30 Aralık 2009 Çarşamba

çerçey öldü.

.

üüfff

sorun bi bana yeni yıla nasıl gireceksin, yılbaşında ne yapıyorsun diye.
yolda olucam 8(

biletim tam saat 12
biyerlerde konfetiler atılıp, sırıtan insanlar birbirine sarılırken ben otobüs koltuğunda tek başıma oturmuş ve aşağıda acıklı gözlerle bana bakan sel'e el sallıyor olucam sanırım.
hareket saati tam 12 çünkü.
sel'in durumu daha da beter.
aşti'de beni yolcu edip köskös eve dönecek 8(
ne şahane yılbaşı kutlaması!
üff bilmiyorum ki..
biletimi aldık.
ama sabahın köründe kısçe aradı ve biz bir gün erteliycez gidişimizi, sizi bekliycez, beraber gidelim dedi.
perşembe için aldıkları izni yakmak niyetindeler kardişle kısçe.
ben tek başıma gitmeyeyim diye.
hatta kardiş tehdit etti, bileti iade etmezsen bile otobüsün arkasından geliriz, olay çıkar diye.
yapar biliyorum.
şüphem yok.

antalyaya gidiyoruz.
çerçey hasta 8(((
güzel kızım çok hasta.
bana iyi haber verdiler sözde.
yoksa, birkaç gün önce çok kötüymüş beklenti.
kanser demişler.
bizimkiler perişan tabi.
bana söylememişler.
filmler, röntgenler, tahliller vs.
karaciğer yağlanmasına bağlı sarılık olduğu ortaya çıkmış sonra.
bunu duyunca sevinmişler tabi bizimkiler.
iyileşme şansı var.
ama çerçey çok hasta.
günlerdir hiç birşey yemiyormuş.
tuvalete gitmiyor.
hareket etmiyor.
kolunda kelebekler, serumlar.
sabah akşam eve gelen veteriner kontrol ediyor.
üüfff.....

ne hissediyorum anlatmıyım.
anlatamam zaten.
ama gidicem.
gidicem de, nasıl?
biletim hazır ama kardişle kısçe bırakmıyor.
sel'i tek başına bırakacak olmaktan da üzgünüm.
sel gelmek için çabalıyor ama hiç mümkün görünmüyor.
para lazım ona.
aklı kalıyor ama işi bırakma lüksü yok.

kardişle kısçe başka yol bırakmayacak şekilde ısrarcı.
ya onların 1 günlerini harcayacak ve yılbaşında sel'i tamamen yalnız bırakacağım.
ya da saat tam 12'de sel'le kucaklaşıp tek başıma bi otobüs koltuğunda yolculuk edeceğim.
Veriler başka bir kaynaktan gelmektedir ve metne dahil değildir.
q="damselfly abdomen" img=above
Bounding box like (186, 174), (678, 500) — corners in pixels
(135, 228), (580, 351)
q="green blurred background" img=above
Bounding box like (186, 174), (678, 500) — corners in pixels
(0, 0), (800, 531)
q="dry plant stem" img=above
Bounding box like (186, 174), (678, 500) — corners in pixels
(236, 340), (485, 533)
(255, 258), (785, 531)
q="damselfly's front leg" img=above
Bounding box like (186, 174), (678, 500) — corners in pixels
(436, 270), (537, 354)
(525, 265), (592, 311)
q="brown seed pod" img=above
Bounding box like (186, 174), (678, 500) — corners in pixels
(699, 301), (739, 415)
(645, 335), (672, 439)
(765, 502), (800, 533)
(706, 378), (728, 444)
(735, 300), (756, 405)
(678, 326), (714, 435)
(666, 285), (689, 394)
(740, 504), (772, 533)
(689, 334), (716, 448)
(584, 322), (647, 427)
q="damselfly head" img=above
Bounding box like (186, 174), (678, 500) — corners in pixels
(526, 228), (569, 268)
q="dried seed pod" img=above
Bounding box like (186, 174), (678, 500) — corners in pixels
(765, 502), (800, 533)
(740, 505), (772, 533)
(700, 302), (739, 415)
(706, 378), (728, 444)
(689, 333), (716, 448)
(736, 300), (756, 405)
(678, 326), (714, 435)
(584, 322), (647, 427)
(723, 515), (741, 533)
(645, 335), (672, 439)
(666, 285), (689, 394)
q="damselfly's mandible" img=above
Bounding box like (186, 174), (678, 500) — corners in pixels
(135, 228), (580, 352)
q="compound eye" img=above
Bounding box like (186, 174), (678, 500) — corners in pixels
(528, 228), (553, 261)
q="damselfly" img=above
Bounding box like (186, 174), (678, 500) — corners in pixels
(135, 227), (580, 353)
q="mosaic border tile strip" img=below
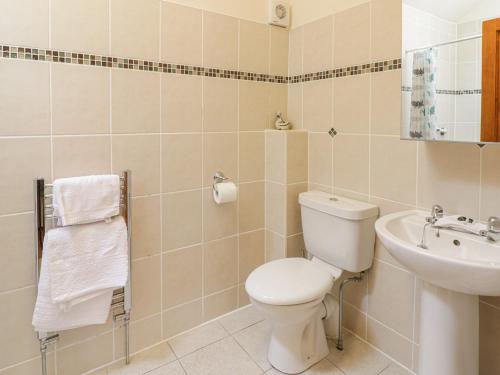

yılbaşı bi tuhaf olacak ama.
yeni yıldan ilk dileğim belli.
dileklerinize çerçeyimin eski sağlığına kavuşmasını da ekler misiniz lütfen.
lütfen.

25 Aralık 2009 Cuma

kazık çaktım dünyaya!

bak bu sefer bilimsel konuşuyorum, kanıtlarım var yani.
haber şöyle diyor:
boyu uzun olanın ömrü kısa!
inanmayan baksın.
yaaa.. yaaa... 8))))
100 yaşına kadar yaşama genlerim var, naaber 8)
bırak uzun yaşamayı, ben bu boyla "dünyaya kazık çakanlar" derneğinin başkanı bile olurum
hahaayyy..
hayır, boydaki noksanlıkla kalmadım, diğer şartları da sağlıyorum bi de.
kontrol ettim işaret parmağım yüzük parmağımdan uzun değil, kireçlenmeyecem de yani.
koku desen fazlaca hassasım, illallah dedirtecek kadar.
sonraaa..
kollarım da kısa değil, allahıma şükür ihtiyacıma yetecek kadar uzun 8)
südyen ölçüsünden de bahsetmiş ama onu da aşikar etmiyim şimdi.
velhasıl
100'ü rahaaat rahaaat geçerim ben anacım.
1.90'a yakın sel kocasının durumu da kısmet artık.
zaten "allah senden önce benim canımı alsın" diye dua eder hep (e bencilll.. bu yani. ölüp gidip kurtulup üzüntüyle sıkıntıyla uğraşmayı bana bırakacak aklı sıra), bu boy farkıyla o ikinci turu yaşarken ben hala çene çalıyor olurum.
e hi 8))

24 Aralık 2009 Perşembe

kendime not

bi gün Çağan Irmak'la karşılaşırsan, Murathan Mungan'ın "Geyikler Lanetler" adlı tiyatro oyunundan bir sinema filmi yapmasını arzu ettiğini söyle. Dilerse oyuncu seçimidiiir, bizzat bi rol almaktıııır, o da olmadı çay götürüp getirmektiiiir gibi her türlü yardıma hazır olduğunu da ilave et.
tamam.

17 Aralık 2009 Perşembe

derman bacı, yetiş!

fazla söze gerek var mı bilmem.
durumum değişmedi.
ilişki danışmanıydım.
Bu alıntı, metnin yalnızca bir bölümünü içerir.